New Journal publication: Analyze, Sense, Preprocess, Predict, Implement, and Deploy (ASPPID): An incremental methodology based on data analytics for cost-efficiently monitoring the industry 4.0
Jesus Para and Javier Del Ser, members of the Joint Research Lab, has authored the paper “Analyze, Sense, Preprocess, Predict, Implement, and Deploy (ASPPID): An incremental methodology based on data analytics for cost-efficiently monitoring the industry 4.0”, a joint work with Antonio J. Nebro (University of Malaga, Spain) and Francisco Herrera (University of Granada, Spain), both collaborators of the Joint Research Lab. The article has been published in Engineering Applications of Artificial Intelligence (Q1 JCR), and can be retrieved from: https://doi.org/10.1016/j.engappai.2019.03.022
Summary: Industry 4.0 is revolutionizing decision making processes within the manufacturing industry.

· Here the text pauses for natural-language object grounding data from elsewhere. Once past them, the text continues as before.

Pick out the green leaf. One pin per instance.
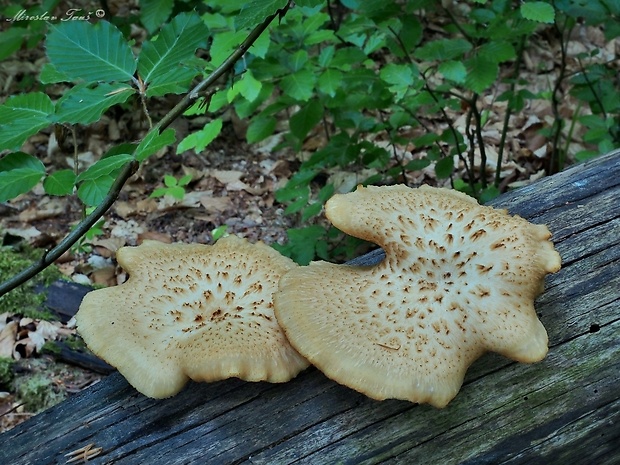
(22, 116)
(93, 191)
(177, 41)
(153, 142)
(11, 40)
(540, 12)
(443, 49)
(302, 243)
(154, 13)
(223, 45)
(85, 105)
(50, 75)
(259, 128)
(200, 139)
(104, 167)
(481, 73)
(176, 81)
(411, 32)
(306, 118)
(255, 12)
(444, 167)
(299, 85)
(297, 60)
(170, 181)
(60, 183)
(19, 172)
(498, 51)
(91, 52)
(453, 70)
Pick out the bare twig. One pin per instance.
(502, 140)
(130, 168)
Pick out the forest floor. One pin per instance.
(233, 184)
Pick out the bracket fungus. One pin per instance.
(192, 311)
(459, 279)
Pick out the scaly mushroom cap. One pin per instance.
(192, 311)
(459, 279)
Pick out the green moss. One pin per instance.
(6, 371)
(37, 392)
(24, 299)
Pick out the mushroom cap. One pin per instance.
(459, 279)
(192, 311)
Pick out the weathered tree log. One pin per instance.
(565, 409)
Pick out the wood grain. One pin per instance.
(565, 409)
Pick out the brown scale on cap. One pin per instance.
(459, 279)
(192, 311)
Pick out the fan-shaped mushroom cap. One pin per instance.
(192, 311)
(459, 279)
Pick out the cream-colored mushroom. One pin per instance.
(459, 279)
(191, 311)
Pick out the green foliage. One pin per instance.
(6, 371)
(19, 172)
(98, 59)
(173, 187)
(24, 300)
(37, 392)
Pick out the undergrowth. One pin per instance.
(370, 79)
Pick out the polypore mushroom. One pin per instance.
(191, 311)
(459, 279)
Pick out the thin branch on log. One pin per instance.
(52, 255)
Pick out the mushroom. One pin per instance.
(191, 311)
(458, 280)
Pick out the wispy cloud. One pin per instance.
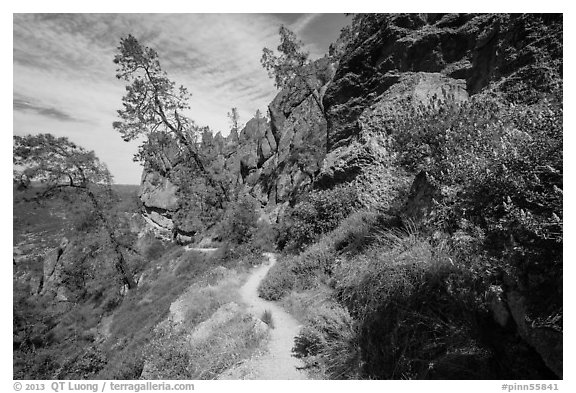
(63, 70)
(25, 104)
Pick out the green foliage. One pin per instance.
(318, 213)
(329, 341)
(152, 102)
(267, 318)
(172, 354)
(239, 221)
(500, 170)
(278, 282)
(291, 61)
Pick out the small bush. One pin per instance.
(318, 213)
(329, 342)
(171, 355)
(239, 221)
(267, 318)
(278, 282)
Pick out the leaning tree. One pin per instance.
(64, 168)
(153, 111)
(293, 64)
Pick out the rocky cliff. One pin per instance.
(389, 58)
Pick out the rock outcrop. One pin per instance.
(436, 56)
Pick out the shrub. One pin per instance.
(278, 282)
(239, 221)
(329, 342)
(267, 318)
(499, 169)
(319, 212)
(412, 303)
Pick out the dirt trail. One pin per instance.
(278, 363)
(206, 250)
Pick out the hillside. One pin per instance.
(410, 179)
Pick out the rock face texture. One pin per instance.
(409, 58)
(273, 160)
(446, 57)
(332, 127)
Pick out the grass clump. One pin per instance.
(267, 318)
(172, 354)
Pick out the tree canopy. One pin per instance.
(290, 61)
(61, 165)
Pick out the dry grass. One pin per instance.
(267, 318)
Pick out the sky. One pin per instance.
(64, 78)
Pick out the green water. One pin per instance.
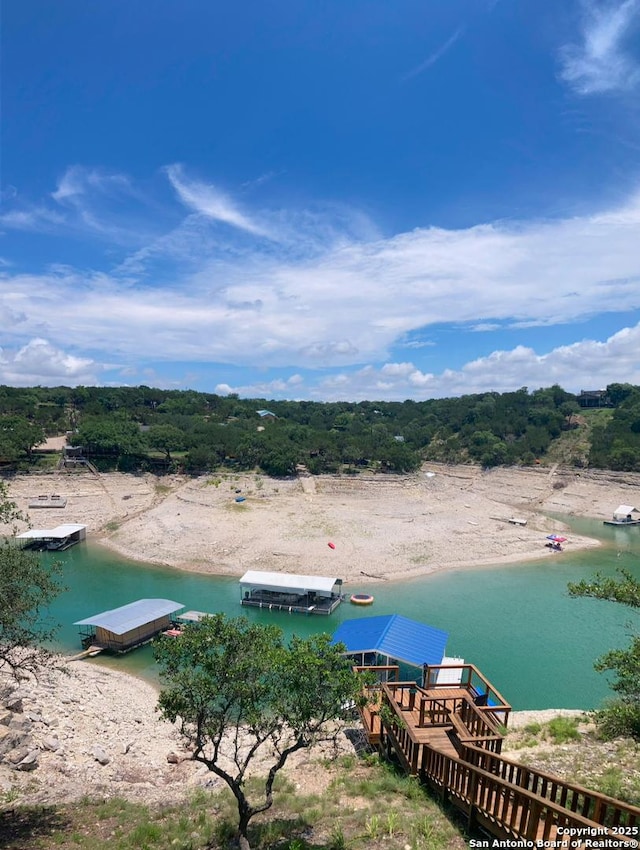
(516, 623)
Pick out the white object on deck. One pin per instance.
(452, 676)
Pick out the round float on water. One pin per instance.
(361, 599)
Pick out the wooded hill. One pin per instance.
(141, 428)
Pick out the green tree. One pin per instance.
(621, 715)
(26, 589)
(18, 435)
(113, 435)
(165, 438)
(240, 693)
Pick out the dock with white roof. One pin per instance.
(298, 594)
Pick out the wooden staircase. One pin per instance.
(453, 745)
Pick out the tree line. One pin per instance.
(141, 428)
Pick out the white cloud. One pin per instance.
(435, 55)
(40, 363)
(78, 180)
(35, 218)
(604, 60)
(209, 201)
(585, 365)
(340, 301)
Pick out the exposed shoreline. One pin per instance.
(383, 527)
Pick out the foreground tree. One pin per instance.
(621, 716)
(26, 589)
(242, 695)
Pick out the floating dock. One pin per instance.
(125, 628)
(295, 594)
(54, 539)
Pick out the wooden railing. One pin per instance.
(506, 809)
(508, 799)
(596, 807)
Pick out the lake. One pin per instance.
(516, 623)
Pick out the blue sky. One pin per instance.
(348, 199)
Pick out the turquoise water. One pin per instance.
(516, 623)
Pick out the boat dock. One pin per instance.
(123, 629)
(295, 594)
(53, 539)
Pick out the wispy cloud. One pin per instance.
(435, 56)
(343, 298)
(588, 363)
(606, 59)
(209, 201)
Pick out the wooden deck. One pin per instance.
(451, 736)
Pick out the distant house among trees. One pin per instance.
(594, 398)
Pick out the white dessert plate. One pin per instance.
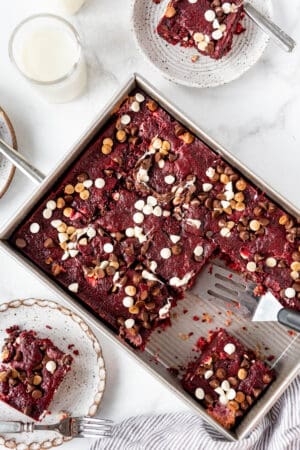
(81, 391)
(7, 169)
(175, 62)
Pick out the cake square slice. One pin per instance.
(227, 378)
(207, 25)
(31, 371)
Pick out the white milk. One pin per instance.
(49, 54)
(64, 7)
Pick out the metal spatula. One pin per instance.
(216, 283)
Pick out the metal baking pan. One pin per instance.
(173, 347)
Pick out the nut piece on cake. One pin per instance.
(31, 370)
(227, 378)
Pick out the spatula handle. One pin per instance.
(289, 318)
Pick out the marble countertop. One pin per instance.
(256, 117)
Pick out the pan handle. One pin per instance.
(19, 161)
(289, 318)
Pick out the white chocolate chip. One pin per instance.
(198, 251)
(225, 232)
(125, 119)
(34, 228)
(271, 262)
(63, 237)
(147, 210)
(231, 394)
(73, 287)
(129, 323)
(99, 183)
(179, 282)
(108, 247)
(207, 187)
(151, 200)
(225, 385)
(91, 232)
(175, 238)
(194, 223)
(139, 205)
(251, 266)
(198, 37)
(216, 24)
(135, 107)
(139, 97)
(210, 173)
(210, 15)
(199, 393)
(47, 213)
(229, 348)
(129, 232)
(208, 374)
(217, 34)
(290, 293)
(157, 211)
(226, 7)
(229, 195)
(51, 205)
(138, 217)
(165, 253)
(153, 266)
(169, 179)
(88, 183)
(51, 366)
(128, 302)
(202, 46)
(223, 400)
(56, 223)
(157, 143)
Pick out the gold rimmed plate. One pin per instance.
(7, 169)
(81, 391)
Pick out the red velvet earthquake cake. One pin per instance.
(227, 378)
(31, 371)
(207, 25)
(134, 220)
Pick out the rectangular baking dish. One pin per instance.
(173, 348)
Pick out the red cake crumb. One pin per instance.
(227, 378)
(131, 224)
(207, 25)
(31, 370)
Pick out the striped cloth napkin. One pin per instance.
(279, 430)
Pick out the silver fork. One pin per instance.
(69, 427)
(221, 284)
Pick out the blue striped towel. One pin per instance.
(279, 430)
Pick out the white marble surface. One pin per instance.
(256, 117)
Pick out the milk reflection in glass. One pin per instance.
(47, 51)
(65, 7)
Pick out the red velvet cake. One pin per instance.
(207, 25)
(31, 370)
(227, 378)
(149, 204)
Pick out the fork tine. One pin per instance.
(93, 420)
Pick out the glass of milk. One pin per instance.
(63, 7)
(46, 50)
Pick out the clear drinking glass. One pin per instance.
(64, 7)
(47, 52)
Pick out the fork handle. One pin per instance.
(289, 318)
(16, 427)
(282, 39)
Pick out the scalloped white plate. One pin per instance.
(81, 392)
(174, 62)
(7, 169)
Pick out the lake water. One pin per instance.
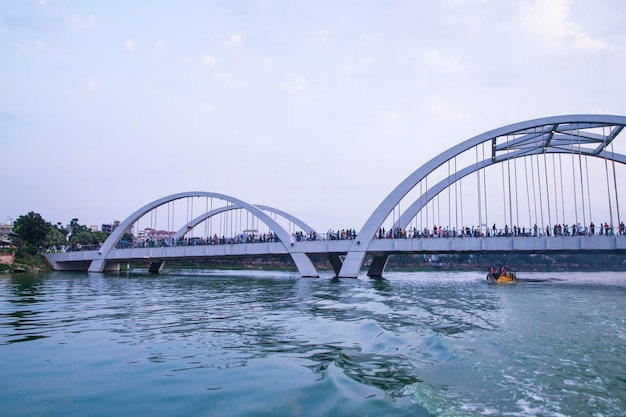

Among the technological portfolio enabling this revolution, the late literature has capitalized on the potential of data analytics for improving the production cycle at different stages, from resource provisioning to planning, delivery and storage. However, such a promising role of data analytics has been so far explored without a proper, quantitative inspection of the cost-improvement trade-off, nor has the process of acquiring sensors and extracting valuable information from their captured data formalized in a series of methodological steps. This paper introduces the Analyze, Sense, Preprocess, Predict, Implement and Deploy (ASPPID) methodology, an iterative decision workflow that spans from the acquisition of sensing equipment to the quantitative assessment of the contribution of their captured data to enhance the production step under focus. By placing the data scientist at the core of the workflow, this methodology helps improvement teams make informed decisions about which parts of the process need to be sensed, and how to exploit this information towards a verifiable improvement of the production cycle. The implementation of this methodology is exemplified in a real use case within the automotive industry, where the detection of defects in an annealing process can be modeled as a classification problem over a highly imbalanced dataset. Results obtained after applying the proposed ASPPID methodology show that the scrap ratio is reduced by sensing the correct part of the process at minimal investment costs, thus highlighting the crucial role of the data scientist in the management team of manufacturing plants.